Learning How to Love from Evangelicals, Recovering Alcoholics, and Jesus

Rev. Andrew Connors

Jan 31, 2016

Sermon Text(s):
Luke 4:21-301 Corinthians 13:1-13

It’s often said that the God of the Old Testament is an angry, vengeful God while the God of the New Testament is loving and kind.[1] Jesus is the loving, gentle, caring one; the flow-y-haired father-figure from the children’s Bible holding a lone sheep under his arm and laughing with children, while the God of pillar and fire is striking down wrongdoers, sending plagues, burning things down.   So I was so glad to see Jesus acting like a complete jerk in the gospel reading today right before the choir sang “Where there is charity and love, God is there.” The fact that 95% of churches in our country would probably fire me for saying that Jesus was acting like a jerk only confirms for me how we want Jesus to conform to our expectations rather than dealing with him as we find him in scripture.

In his hometown synagogue Jesus is pointed, arrogant, and rude. If you re-read this whole scene substituting someone you really don’t like for the character of Jesus, you would have no problem classifying this behavior that way. Jesus basically says to his hometown crowd, God’s justice isn’t about you, chosen ones. It’s about God getting to make the choices. And God so often chooses to heal the people you consider unworthy, enemies, other.

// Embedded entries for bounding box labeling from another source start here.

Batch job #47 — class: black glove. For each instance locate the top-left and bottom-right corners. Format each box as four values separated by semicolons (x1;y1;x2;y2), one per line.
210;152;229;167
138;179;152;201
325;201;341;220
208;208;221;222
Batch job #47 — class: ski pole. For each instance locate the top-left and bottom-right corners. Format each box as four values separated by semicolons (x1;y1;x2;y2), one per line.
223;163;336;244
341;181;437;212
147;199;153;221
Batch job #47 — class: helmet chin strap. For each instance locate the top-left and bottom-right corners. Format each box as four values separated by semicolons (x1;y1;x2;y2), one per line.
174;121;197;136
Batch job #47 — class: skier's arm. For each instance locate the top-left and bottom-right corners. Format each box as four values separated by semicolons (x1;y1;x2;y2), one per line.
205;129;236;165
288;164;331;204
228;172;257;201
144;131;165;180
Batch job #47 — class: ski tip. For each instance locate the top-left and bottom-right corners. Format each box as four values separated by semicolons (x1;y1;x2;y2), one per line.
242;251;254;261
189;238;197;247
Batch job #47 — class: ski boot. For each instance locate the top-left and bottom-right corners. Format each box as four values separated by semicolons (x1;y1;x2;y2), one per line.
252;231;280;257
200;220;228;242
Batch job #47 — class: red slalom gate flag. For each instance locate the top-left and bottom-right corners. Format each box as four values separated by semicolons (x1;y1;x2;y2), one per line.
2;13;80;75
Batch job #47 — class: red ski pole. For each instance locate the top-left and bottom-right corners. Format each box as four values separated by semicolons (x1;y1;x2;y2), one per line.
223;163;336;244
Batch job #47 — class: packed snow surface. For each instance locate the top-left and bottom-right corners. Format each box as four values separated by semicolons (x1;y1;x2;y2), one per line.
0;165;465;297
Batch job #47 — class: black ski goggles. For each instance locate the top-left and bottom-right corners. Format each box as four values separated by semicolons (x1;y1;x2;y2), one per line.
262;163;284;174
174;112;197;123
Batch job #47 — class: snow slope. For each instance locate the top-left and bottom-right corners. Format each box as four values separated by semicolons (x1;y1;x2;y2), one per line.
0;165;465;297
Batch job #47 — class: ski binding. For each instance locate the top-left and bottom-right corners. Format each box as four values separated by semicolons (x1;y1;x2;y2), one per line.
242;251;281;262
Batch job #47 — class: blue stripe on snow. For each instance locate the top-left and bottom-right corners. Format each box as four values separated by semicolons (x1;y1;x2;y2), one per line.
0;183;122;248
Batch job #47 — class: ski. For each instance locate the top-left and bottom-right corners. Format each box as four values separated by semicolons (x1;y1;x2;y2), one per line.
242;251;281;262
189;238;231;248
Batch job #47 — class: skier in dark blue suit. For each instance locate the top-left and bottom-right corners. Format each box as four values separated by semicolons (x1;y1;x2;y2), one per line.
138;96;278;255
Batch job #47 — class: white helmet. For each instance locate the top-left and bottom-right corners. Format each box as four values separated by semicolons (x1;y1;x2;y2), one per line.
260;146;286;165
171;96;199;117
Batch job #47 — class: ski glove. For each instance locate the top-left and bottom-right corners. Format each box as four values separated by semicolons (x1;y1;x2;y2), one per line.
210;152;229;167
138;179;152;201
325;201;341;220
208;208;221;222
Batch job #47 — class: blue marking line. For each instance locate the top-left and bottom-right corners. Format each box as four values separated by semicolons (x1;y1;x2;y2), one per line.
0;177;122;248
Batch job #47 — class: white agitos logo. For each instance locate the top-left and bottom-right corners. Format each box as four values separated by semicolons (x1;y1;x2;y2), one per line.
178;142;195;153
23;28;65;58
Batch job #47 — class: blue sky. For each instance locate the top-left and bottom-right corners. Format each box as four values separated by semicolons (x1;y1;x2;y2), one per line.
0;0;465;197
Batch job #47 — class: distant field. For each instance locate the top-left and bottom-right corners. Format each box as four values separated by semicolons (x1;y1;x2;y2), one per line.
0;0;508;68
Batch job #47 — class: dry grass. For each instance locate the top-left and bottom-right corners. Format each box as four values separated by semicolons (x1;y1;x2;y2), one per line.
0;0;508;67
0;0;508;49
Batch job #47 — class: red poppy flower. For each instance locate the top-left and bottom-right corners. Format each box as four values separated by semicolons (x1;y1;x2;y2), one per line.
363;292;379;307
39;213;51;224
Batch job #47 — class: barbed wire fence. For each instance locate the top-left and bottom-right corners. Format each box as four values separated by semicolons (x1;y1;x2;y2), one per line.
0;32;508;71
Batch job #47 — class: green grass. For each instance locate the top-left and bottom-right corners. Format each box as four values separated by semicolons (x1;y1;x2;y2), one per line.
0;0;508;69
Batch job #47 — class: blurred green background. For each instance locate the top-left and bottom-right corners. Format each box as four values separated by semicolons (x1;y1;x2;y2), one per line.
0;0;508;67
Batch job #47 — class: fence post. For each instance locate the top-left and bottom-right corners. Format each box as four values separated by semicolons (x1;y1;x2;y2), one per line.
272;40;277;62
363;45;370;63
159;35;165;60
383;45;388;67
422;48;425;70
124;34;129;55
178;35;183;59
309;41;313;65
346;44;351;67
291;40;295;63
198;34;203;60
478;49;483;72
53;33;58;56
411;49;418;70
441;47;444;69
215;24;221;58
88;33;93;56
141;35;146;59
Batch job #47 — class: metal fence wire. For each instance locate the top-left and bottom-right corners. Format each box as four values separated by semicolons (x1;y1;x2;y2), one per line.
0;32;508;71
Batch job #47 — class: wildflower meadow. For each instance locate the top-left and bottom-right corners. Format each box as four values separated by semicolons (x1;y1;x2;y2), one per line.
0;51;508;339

It’s a great text to read just before Paul’s letter to the Corinthians describing love that is “patient and kind” since the love that Jesus exhibits is neither patient nor kind. It’s blunt. It’s direct. So blunt and direct that it leaves the congregation that knew him as a boy ready to hurl him off a cliff.

Maybe love as scripture understands it is a lot more complicated than most of our notions of love. Maybe sometimes love is patient and kind while other times it’s hard and direct, even angering. Or maybe love that is patient and kind is different from the sappy, sentimental notions of love that we’ve learned to connect to those words.

This is especially easy to see on a day when the Episcopal Church recognizes one of their priests, Samuel Shoemaker, who was considered the pastor of Bill Wilson, the founder of Alcoholics Anonymous.[2] Bill Wilson, whose own struggle to survive alcoholism led him to the creation of AA and the 12 steps, called Sam Shoemaker a “co-founder” of AA because the spiritual principles on which AA is built are directly influenced by Shoemaker’s pastoral teaching and preaching.[3] Named as one of the top ten preachers by Newsweek in 1955, his greater claim to fame is as the father of our own Sally Shoemaker Robinson.

AA and the twelve steps have saved the lives of millions of people. And those twelve steps, though non-sectarian in the way that they are used, are deeply rooted in evangelical principles – admitting that we are powerless, declaring our faith in a higher power, confessing our sin, working to change the defects in our character, making amends with people that we have harmed hoping for reconciliation but recognizing it is in God’s hands, and living these principles in all aspects of our lives.

AA teaches that love that is patient and kind is different from sentimentality. It’s tenacious love, demanding love, exacting love built on grace that isn’t cheap. Anyone who has survived alcoholism or loved an alcoholic knows what I mean. Love sometimes requires you to say no to the people your heart tells you to say yes to. Love requires forgiveness to become concrete in order for it to be true. Love, real love, sometimes makes us suffer because that kind of love isn’t defined by our feelings; it’s always defined by the wellbeing of its object.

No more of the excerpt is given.